# 2,5" Festplatte mit Akku betreibe?



## 03s1 (20. April 2007)

Hallo. Ich möchte meine 2,5" Festplatte mit einen Akku für unterwegs benutzen. 
Was könnte ich da für welche nehmen, hat das schon jemand zum laufen bekommen?

Auf meiner 2,5" Platte steht 5V bei 0.85 A.

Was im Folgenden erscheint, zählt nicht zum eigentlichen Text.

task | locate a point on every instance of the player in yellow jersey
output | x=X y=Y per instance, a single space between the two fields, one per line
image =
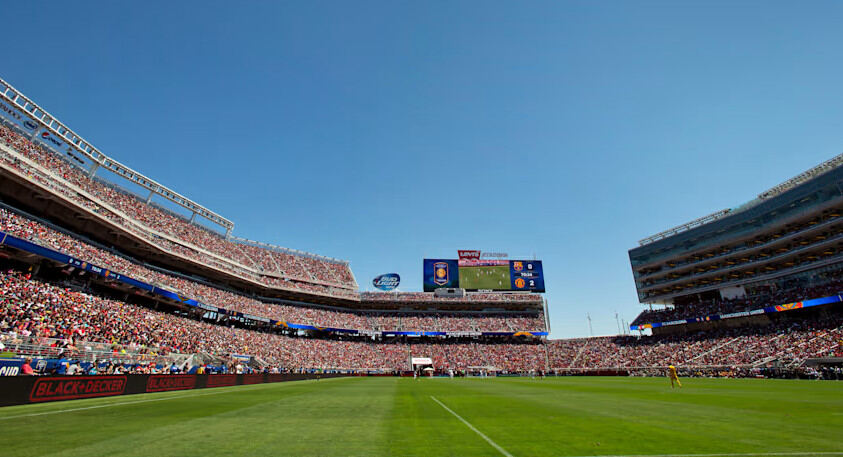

Es gibt ja im Netz viele Camcorder/DigiCam 5V Akkus mit vielen anschlüssen, aber wie lange würden diese halten?


Grüße Sven


----------



## Anime-Otaku (23. April 2007)

Warum willst du eine 2,5" Festplatte mit Akku betrieben? Damit der Akku von deinem Laptop geschont wird oder weswegen?


----------



## 03s1 (23. April 2007)

Hallo. Nicht deswegen. Ich habe einen Rasody HDD Player, dieser ist mit einen Batteriepack für 4 AA Batterien oder Akkus. Dieser dient allerdings nur dazu Daten mobil von einem Cardreader zur Platte zu übertragen. Ich möchte den Player aber Mobil benutzen und da reicht die Kapazität der Batteriepacks nicht aus, deshalb wollte selber ein Akkupack bauen mit 4 Mono D mit 10000 mAh. Der Player braucht mit Platte im Betrieb ca. 2Ah. Müßte eigentlich ja wenigstens für 3-4 Stunden ausreichen oder?

Grüße Sven.


----------